Dal Kenya alla Colombia, dove i maestri del riciclo vivono in discarica

L’esempio della bidonville di Kibera, che ha trasformato l’immondizia in una risorsa ecologica e la storia degli indios Arhuacos, nella Sierra Novada: sette ore a dorso di mulo per portare sacchi di rifiuti all’impianto per differenziarli

lorenzo cairoli.
E’ incredibile che dai luoghi più impervi o più famigerati del nostro pianeta arrivino esempi concreti di come vivere meglio rispettando l’ambiente.

Kibera è la madre di tutte le bidonville. Bambini che campano di sola colla, la più alta concentrazione di malati di HIV di tutto il Kenya, furti, stupri, omicidi, uno scenario apocalittico alle porte di Nairobi. Eppure nell’aprile del 2008 un’azienda kenyana, la “Green Dreams”, lanciò una sfida ai confini della realtà: trasformare le discariche di Kibera in fattorie biologiche. In tre mesi di durissimo lavoro il miracolo si realizzò e il 29 luglio le trenta famiglie coinvolte nel progetto iniziarono a vendere la loro verdura biologica.

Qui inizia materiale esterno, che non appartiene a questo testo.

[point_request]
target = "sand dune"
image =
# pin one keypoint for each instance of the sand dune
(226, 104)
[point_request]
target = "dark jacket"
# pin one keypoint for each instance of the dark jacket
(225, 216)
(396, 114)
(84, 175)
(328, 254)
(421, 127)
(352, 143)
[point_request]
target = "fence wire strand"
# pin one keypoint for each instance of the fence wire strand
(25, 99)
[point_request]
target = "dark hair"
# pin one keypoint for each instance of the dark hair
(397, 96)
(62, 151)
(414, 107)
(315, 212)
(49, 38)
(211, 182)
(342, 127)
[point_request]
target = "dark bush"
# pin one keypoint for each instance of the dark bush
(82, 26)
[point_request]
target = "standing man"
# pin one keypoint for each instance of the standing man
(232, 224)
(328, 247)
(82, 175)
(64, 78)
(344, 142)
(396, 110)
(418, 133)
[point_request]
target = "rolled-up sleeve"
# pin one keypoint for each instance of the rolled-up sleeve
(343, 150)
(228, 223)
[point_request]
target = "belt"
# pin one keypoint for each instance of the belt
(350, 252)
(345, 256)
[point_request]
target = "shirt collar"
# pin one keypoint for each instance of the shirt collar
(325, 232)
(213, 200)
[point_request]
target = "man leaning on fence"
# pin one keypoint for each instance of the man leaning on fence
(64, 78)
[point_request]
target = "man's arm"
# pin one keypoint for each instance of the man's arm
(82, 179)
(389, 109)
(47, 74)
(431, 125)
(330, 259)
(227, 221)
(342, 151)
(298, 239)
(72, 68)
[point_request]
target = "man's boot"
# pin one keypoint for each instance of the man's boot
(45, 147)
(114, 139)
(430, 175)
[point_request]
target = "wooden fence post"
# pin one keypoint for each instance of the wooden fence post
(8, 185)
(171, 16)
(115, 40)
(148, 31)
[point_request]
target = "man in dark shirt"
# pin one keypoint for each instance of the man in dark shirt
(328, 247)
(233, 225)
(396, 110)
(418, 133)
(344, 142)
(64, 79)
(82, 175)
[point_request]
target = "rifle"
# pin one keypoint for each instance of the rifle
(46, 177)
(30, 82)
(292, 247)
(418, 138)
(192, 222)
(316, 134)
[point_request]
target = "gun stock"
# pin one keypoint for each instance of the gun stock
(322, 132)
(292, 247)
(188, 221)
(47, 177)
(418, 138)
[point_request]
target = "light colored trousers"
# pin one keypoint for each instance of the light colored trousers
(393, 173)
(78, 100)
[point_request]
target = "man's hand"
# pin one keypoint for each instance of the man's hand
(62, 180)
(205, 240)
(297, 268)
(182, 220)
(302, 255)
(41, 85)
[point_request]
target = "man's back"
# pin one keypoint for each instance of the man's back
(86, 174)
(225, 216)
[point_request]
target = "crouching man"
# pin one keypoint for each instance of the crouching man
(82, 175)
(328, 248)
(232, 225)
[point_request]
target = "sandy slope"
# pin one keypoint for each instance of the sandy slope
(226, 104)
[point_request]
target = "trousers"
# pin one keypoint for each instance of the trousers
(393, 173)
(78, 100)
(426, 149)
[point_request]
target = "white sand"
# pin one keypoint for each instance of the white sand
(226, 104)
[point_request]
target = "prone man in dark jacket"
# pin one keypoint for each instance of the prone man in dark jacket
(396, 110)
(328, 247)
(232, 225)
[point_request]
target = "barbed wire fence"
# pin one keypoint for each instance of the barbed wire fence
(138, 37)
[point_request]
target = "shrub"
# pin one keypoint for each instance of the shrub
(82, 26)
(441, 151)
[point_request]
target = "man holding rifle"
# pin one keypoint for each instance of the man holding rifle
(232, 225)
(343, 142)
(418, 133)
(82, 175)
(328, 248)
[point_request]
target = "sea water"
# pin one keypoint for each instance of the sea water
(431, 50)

Alla fine del 2008, invece, al “World Architecture Festival” di Barcellona, la cucina ecologica della comunità di Kibera ottenne una menzione speciale nella categoria “Energy, Waste and Recycling”. E il mondo applaudì ammirato e incredulo. Il Kenya arabescato da Hemingway, dalla Blixen, da Evelyn Waugh è a rischio, la sua aria è inquinata dal carbone usato per riscaldare e cucinare in tutti gli ospedali e in tutte le scuole del paese, la plastica colonizza implacabile sorgenti, cascate, laghi, fiumi, torrenti, boschi, parchi, savane. L’ecosistema del paese è malato, e Kibera, che è nata dal degrado, lancia al paese un messaggio: liberariamoci dalla schiavitù del carbone, dalla dipendenza della legna, tutelando così la sopravvivenza delle nostre foreste e impariamo a cucinare riciclando l’immondizia.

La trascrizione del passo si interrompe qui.